Method: This retrospective study used data from the OptumInsight Database from 01/01/2005-06/30/2012. Patients had a minimum of one diagnosis code of chronic or unspecified hepatitis C, had ≥1 NDC or J-Code for pegylated interferon and ribavarin, were ≥18 years at index medication date and had ≥12 months of continuous enrollment pre/post index medication date. Drug management cost of anemia was assessed for patients with at least 48 weeks of CHC treatment.

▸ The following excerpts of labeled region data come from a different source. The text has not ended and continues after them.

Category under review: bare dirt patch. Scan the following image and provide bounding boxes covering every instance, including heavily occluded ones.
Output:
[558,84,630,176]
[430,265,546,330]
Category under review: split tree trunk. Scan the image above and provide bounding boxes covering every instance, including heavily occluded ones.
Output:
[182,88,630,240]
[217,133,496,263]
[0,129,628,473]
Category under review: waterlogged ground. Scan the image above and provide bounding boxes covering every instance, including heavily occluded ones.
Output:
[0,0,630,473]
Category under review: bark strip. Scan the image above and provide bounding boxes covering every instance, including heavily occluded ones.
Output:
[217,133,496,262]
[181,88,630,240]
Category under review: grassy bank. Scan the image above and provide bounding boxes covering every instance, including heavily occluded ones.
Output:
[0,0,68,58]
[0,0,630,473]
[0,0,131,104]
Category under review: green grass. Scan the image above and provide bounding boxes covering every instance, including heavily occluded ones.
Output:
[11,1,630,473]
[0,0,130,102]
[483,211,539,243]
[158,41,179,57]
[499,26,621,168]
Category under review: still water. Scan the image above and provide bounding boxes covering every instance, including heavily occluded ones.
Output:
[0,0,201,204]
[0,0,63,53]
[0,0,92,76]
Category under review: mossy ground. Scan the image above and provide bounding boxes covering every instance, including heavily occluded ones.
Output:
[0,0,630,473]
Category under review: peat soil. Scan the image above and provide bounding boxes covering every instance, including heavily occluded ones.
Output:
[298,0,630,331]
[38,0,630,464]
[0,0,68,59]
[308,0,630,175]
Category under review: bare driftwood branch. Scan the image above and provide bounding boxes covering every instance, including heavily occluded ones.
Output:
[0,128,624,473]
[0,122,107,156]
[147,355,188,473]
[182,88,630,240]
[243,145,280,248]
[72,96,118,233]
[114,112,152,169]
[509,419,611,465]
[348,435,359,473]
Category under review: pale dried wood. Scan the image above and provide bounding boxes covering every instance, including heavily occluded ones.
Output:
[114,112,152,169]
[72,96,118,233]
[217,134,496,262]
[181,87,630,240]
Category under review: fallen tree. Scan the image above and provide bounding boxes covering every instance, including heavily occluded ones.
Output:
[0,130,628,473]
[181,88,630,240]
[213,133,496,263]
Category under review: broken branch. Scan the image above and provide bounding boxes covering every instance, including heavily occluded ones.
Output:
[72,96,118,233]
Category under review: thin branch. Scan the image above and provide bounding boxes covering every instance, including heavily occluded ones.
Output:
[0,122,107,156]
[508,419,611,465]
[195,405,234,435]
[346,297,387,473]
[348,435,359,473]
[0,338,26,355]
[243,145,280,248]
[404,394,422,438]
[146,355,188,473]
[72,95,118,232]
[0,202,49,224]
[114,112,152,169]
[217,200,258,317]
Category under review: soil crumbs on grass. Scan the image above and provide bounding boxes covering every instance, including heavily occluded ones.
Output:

Result: There were 3,267 patients meeting inclusion criteria, with 819 (25%) on pegylated interferon and ribavirin therapy for at least 48 weeks. Mean age of the entire sample was 49.2 years, 64% were male, and >99% had commercial insurance. During the time on CHC treatment, the following hematologic adverse events were reported: anemia, neutropenia, leukocytopenia, pancytopenia, and thrombocytopenia. Of the 819 patients with ≥48 weeks of pegylated interferon and ribavirin therapy, 405 (49.5%) of patients experienced anemia, 134 (16.4%) experienced neutropenia and 127 (15.5%) experienced leukocytopenia, pancytopenia, or thrombocytopenia. Out of the 405 patients reporting anemia diagnoses, 185 had a record of Erythropoietin-stimulating agent usage, having an average pharmacy cost of $16,671 (SD $10,437) over the course of the CHC therapy and an average of $94.83 (SD $31.33) per day of anemia therapy.
Conclusion: Pharmacy cost to manage anemia may represent a significant part of the total cost of current CHC treatments.
1Fried MW. Side effects of therapy of hepatitis C and their management. Hepatology 2002; 36(suppl 1):S237–S244.